Seguros Gerais

Consultor financeiro analisa estudo do IBGE sobre queda de empresas no Brasil

 

Por Sérgio Tavares, Diretor da STavares Consultoria Financeira, com MBA em Gestão Econômica e Financeira de Empresas pela FGV (RJ)

Um estudo recente feito pelo IBGE (Instituto Brasileiro de Geografia e Estatística) aponta que em 2016 a taxa de entrada de novas empresas continua caindo no Brasil, e é a menor desde 2008. Para piorar o cenário do empreendedorismo, foi verificado que a taxa de saída de empresas cresceu de 2015 para 2016, reforçando os impactos da crise econômica que afeta o nosso País.

Em 2016, tivemos duas péssimas notícias: a diminuição do número de empresas e do número de profissionais assalariados.

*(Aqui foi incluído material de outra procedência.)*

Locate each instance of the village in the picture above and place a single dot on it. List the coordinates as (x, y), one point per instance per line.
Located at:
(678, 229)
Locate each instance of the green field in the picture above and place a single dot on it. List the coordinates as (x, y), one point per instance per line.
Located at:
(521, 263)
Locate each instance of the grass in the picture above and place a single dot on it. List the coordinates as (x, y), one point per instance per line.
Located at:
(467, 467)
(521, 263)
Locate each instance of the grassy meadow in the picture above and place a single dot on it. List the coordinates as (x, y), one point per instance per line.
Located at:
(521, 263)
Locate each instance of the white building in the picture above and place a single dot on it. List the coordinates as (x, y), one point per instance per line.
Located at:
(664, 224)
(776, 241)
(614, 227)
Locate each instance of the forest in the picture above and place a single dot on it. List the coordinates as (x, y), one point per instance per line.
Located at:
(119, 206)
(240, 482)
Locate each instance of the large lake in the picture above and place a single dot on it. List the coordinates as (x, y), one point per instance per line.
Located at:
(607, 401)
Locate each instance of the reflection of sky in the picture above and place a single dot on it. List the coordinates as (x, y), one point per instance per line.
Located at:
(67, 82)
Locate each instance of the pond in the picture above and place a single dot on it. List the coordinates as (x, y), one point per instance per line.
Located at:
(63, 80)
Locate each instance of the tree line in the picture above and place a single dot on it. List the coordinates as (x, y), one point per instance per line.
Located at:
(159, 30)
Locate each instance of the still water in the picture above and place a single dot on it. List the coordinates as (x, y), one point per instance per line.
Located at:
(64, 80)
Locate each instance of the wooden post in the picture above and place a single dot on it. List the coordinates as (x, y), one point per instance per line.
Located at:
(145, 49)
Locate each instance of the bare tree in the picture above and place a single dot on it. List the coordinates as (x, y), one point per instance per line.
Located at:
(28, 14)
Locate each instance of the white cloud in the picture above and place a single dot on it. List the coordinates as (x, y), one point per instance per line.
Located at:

Com o mercado desacelerado, as empresas sofrem com a falta de clientes e com a alta carga tributária, o que, muitas vezes, é fatal para a sobrevivência delas no mercado.

Por outro lado, o número de profissionais assalariados diminui por dois motivos: aumento do número de demissões decorrente da política de redução de custos das empresas, e aumento do número de pessoas que escolhem o caminho do empreendedorismo, optando pela criação dos seus próprios negócios.

Um grande desafio para as corporações no Brasil é sobreviver aos primeiros anos, e, em 2016, apenas 38% das empresas abertas em 2011 continuavam ativas. E o mercado perdeu quase 71 mil empresas entre 2015 e 2016. As empresas que crescem ao longo do ano, ou seja, que aumentam o seu quadro de colaboradores em comparação com a estrutura inicial, caíram mais de 18% em 2016.

O cenário econômico atual não é dos mais motivadores, exigindo que os novos governantes precisem repensar as estratégias para fazer a economia voltar a crescer, a taxa de desemprego cair e a arrecadação de impostos aumentar para que todos saiam ganhando: cidadãos e Governo Federal.

O Brasil precisa olhar com muito mais cautela para o empreendedorismo. Criando mais facilidades para novas empresas entrarem no mercado, o Governo arrecada mais, aquece a economia e gera mais empregos, além de possibilitar um maior equilíbrio no orçamento, ganhando mais fôlego financeiro para custear todos os gastos.